On those nights when it’s the darkest

There’s no light within your eyes.

All your hope has faded

And the tears will never dry.

That’s the time to regain focus

To close your eyes and breathe

And calm your mind and your soul

To reclaim what is underneath.

Center yourself, and you will see it.

A tiny burning spark.

Your ember of inner fire

That can still conquer the dark.

Let it draw you to it.

Like a moth to proverbial flame.

It will never hurt you.

But you won’t ever be the same.

Once the fire consumes you and

The flames extinguish your tears

The strength you feel will overcome

Those troubles you’ve had for years.

Keep those eyes closed tight and watch

All the negativity burn away

Let your entire self become the light

And wake to a brand new day.

Telephobia

The one seemingly monumental hurdle I’ve had to get over since my mom passed away, is my fear of talking on the telephone.
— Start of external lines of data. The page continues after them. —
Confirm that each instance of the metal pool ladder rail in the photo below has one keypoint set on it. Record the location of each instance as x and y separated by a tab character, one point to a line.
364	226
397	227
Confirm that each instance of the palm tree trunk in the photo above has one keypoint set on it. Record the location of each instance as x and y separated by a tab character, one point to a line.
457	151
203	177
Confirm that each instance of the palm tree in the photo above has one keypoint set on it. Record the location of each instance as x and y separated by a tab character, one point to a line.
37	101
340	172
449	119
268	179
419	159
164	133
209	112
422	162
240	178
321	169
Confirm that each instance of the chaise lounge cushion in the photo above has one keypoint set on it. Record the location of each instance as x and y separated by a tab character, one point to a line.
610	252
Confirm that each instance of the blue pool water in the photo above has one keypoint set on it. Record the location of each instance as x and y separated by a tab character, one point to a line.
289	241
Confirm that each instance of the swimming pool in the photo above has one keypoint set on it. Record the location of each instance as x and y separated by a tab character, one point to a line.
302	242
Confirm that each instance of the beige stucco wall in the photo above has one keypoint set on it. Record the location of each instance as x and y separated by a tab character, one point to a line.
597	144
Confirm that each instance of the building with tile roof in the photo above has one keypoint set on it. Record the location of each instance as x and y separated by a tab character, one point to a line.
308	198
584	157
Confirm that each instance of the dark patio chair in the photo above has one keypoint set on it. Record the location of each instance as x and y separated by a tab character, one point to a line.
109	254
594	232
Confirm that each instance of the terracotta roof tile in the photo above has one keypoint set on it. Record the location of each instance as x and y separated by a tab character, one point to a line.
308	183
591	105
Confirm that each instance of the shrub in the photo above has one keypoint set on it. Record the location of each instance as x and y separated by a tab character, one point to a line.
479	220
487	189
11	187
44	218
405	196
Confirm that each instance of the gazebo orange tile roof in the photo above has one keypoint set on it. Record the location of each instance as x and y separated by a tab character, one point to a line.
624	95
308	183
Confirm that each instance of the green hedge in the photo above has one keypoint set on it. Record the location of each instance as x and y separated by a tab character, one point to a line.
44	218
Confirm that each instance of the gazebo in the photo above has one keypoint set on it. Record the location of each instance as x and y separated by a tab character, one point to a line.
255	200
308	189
With my stutter, the phone has always been a source of immense anxiety and not fear exactly, but a strong avoidance at all cost. I hid behind my mother and let her make phone calls for me, and now that she isn’t here anymore, it’s been difficult for me. I will sit at the kitchen table and stare at the phone with an ever-growing sense of unease just bubbling up from within me. I’ll pick it up, start to dial, then hang up and put it back down again. Then I feel angry at myself to giving so much of my power away to an inanimate object. But it’s not the object that scares me it’s my social anxiety and not knowing how the person on the other end of the call will react to my stutter. For the most part, it’s been positive, but there have been a couple of times that scarred me. Of course, those events happened when I was much younger but the feelings stuck to my psyche like crazy glue. Like the time I was trying to call someone from grade school, and I had to call collect, and the operator told me that she could trace my call and would send the police to make me talk correctly if I couldn’t do it on my own. Yeah, something like that leaves a mark. Now, I admit looking back on it, it was something I should have just let go but, being so young, I just let it stay with me. And, in letting it stay with me, it grew to be a bigger thing than it ever should have. But I think we all do that with something in our lives. Let something small, grow out of proportion, and then it seems all consuming.

Over the past couple of weeks, I’ve been making progress with my telephobia. I just told myself that making telephone calls is part of making my way through the world on my own. It was time to rip that band-aid off and let the old wound be exposed to air so it can finally heal. I still keep having false starts, but that’s to be expected. I just need to be patient with myself.